MEDIA CENTER REJANG LEBONG – Pemerintah Kabupaten Rejang Lebong terus menunjukkan komitmennya dalam mewujudkan desa dan kelurahan yang ramah serta inklusif bagi penyandang disabilitas. Hal tersebut ditandai dengan digelarnya Rapat Koordinasi (Rakor) Pembentukan Kelompok Difabel Desa/Kelurahan se-Kabupaten Rejang Lebong yang berlangsung di ruang rapat Bupati Rejang Lebong, Selasa (12/5/2026).

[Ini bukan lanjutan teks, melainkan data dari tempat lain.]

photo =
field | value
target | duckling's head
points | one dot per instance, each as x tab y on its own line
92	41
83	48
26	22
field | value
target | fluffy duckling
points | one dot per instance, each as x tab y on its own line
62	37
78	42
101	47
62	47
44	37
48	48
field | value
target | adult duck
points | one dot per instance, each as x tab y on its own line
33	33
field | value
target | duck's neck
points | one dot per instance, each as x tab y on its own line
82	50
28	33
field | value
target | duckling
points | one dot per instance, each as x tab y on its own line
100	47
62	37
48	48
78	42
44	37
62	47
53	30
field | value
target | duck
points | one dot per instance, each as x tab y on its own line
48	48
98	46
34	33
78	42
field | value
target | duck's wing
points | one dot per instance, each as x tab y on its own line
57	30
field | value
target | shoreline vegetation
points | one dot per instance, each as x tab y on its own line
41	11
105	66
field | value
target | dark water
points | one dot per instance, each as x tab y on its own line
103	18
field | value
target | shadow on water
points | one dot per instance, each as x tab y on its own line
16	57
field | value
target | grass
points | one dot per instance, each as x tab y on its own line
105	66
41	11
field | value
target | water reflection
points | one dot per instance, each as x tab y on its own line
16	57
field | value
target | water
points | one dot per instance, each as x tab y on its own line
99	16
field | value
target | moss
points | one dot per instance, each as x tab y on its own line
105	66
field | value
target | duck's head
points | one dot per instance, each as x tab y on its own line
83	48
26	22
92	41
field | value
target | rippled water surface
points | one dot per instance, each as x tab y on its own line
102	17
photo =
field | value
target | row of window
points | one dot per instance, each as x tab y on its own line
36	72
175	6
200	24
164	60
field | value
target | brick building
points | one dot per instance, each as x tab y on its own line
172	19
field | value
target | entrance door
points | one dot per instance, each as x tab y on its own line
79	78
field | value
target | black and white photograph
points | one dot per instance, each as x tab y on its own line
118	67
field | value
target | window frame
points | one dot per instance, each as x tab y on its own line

Kegiatan rakor dibuka langsung oleh Kepala Dinas Pemberdayaan Masyarakat dan Desa (PMD) Kabupaten Rejang Lebong, Drs Budi Setiawan. Dalam sambutannya, ia menjelaskan bahwa rakor tersebut dilaksanakan sebagai upaya mempercepat pembentukan kelompok difabel di seluruh desa dan kelurahan di Kabupaten Rejang Lebong.

“Pembentukan kelompok difabel ini merupakan tindak lanjut dari Peraturan Bupati Rejang Lebong Nomor 11 Tahun 2025 tentang Desa/Kelurahan Inklusif Penyandang Disabilitas,” ujar Budi Setiawan.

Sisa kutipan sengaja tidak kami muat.